Stablecoins Are Crypto's Trojan Horse into TradFi
Stablecoins now settle more value than Visa. USDC and USDT are embedded in global commerce, remittances, and DeFi. While the market debates Bitcoin's price, stablecoins are quietly becoming the most important crypto product — and regulators are starting to notice.

Stablecoins Are Crypto's Trojan Horse into TradFi
While the crypto market obsesses over Bitcoin's price and Ethereum's roadmap, stablecoins are quietly becoming the most consequential crypto product in existence. The numbers are staggering: the total stablecoin supply exceeds $180 billion. USDT and USDC together settle more daily transaction volume than Visa. And stablecoins are being used not just in DeFi — but in cross-border payments, remittances, payroll, and trade finance across emerging markets.

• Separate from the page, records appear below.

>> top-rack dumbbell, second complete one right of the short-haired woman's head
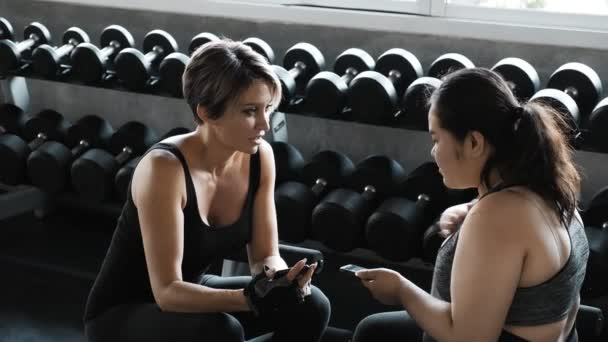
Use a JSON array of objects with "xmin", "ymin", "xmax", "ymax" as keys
[{"xmin": 304, "ymin": 48, "xmax": 376, "ymax": 118}]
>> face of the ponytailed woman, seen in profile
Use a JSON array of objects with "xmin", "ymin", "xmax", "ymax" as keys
[{"xmin": 429, "ymin": 105, "xmax": 485, "ymax": 189}]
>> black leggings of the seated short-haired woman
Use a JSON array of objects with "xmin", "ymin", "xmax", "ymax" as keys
[{"xmin": 85, "ymin": 275, "xmax": 331, "ymax": 342}]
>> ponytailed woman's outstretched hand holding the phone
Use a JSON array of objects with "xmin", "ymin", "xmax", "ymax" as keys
[{"xmin": 355, "ymin": 268, "xmax": 405, "ymax": 305}]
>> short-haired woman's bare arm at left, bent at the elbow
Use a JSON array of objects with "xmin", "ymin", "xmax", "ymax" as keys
[{"xmin": 132, "ymin": 150, "xmax": 249, "ymax": 312}]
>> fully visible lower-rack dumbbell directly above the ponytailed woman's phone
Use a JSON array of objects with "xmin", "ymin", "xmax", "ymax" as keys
[{"xmin": 365, "ymin": 162, "xmax": 447, "ymax": 261}]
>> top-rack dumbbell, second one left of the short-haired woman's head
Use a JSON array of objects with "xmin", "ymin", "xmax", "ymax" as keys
[{"xmin": 114, "ymin": 30, "xmax": 178, "ymax": 90}]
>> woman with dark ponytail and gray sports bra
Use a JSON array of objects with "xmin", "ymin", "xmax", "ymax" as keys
[{"xmin": 354, "ymin": 68, "xmax": 589, "ymax": 342}]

Stablecoins are crypto's Trojan horse into the traditional financial system. They look like dollars. They spend like dollars. But they move on blockchain rails — instantly, globally, and at a fraction of the cost of traditional wire transfers.
Why Stablecoins Won
The crypto industry spent years trying to convince the world to use Bitcoin for payments. It did not work — Bitcoin's volatility, slow confirmation times, and tax implications made it impractical for everyday transactions. Stablecoins solved all three problems. They are stable (pegged to the dollar), fast (settling in seconds on modern blockchains), and simple (no capital gains calculations on a dollar-pegged asset).
The result is that stablecoins have achieved what Bitcoin could not: widespread use as a medium of exchange. A business in Nigeria can receive payment from a client in the US via USDC in minutes, at near-zero cost, without a correspondent banking relationship. A freelancer in the Philippines can be paid in USDT and convert to local currency through a local exchange. A DeFi protocol can denominate loans, collateral, and yields in a stable unit of account.
The Regulatory Reckoning
Stablecoins' success has attracted regulatory attention. The President's Working Group on Financial Markets issued a report recommending that stablecoin issuers be regulated as banks. The SEC has signalled interest in regulating stablecoins as securities. And international bodies — the FSB, the BIS, the G7 — are developing frameworks for stablecoin oversight.
The regulatory concern is legitimate. Stablecoins are, in effect, private money — dollar-denominated liabilities issued by private companies, backed by reserves that vary in quality and transparency. Tether's reserves have been the subject of persistent questions. And the systemic risk of a major stablecoin losing its peg — triggering a run that cascades through DeFi and into traditional markets — is real and growing as stablecoin supply increases.
The regulatory outcome will determine whether stablecoins become a permanent part of the financial infrastructure or are constrained into a narrow, heavily regulated niche. The most likely outcome is somewhere in between — regulated enough to address systemic risk concerns, but not so heavily that the efficiency and accessibility advantages are eliminated.
My View
Stablecoins are the most important product crypto has produced. Not the most exciting. Not the most innovative. But the most useful — the product that has found genuine product-market fit with users who do not care about decentralisation, governance tokens, or blockchain ideology. They care about sending money quickly and cheaply. Stablecoins deliver that.
The regulatory framework that emerges for stablecoins will be one of the most consequential policy decisions of the decade. Get it right, and stablecoins become the foundation for a more efficient, more inclusive global payment system. Get it wrong, and the innovation moves offshore — serving the same users, with less oversight and more risk.
The most successful crypto product is not decentralised, not volatile, and not ideologically pure. It is a digital dollar on a blockchain. Sometimes the most important innovations are the least glamorous.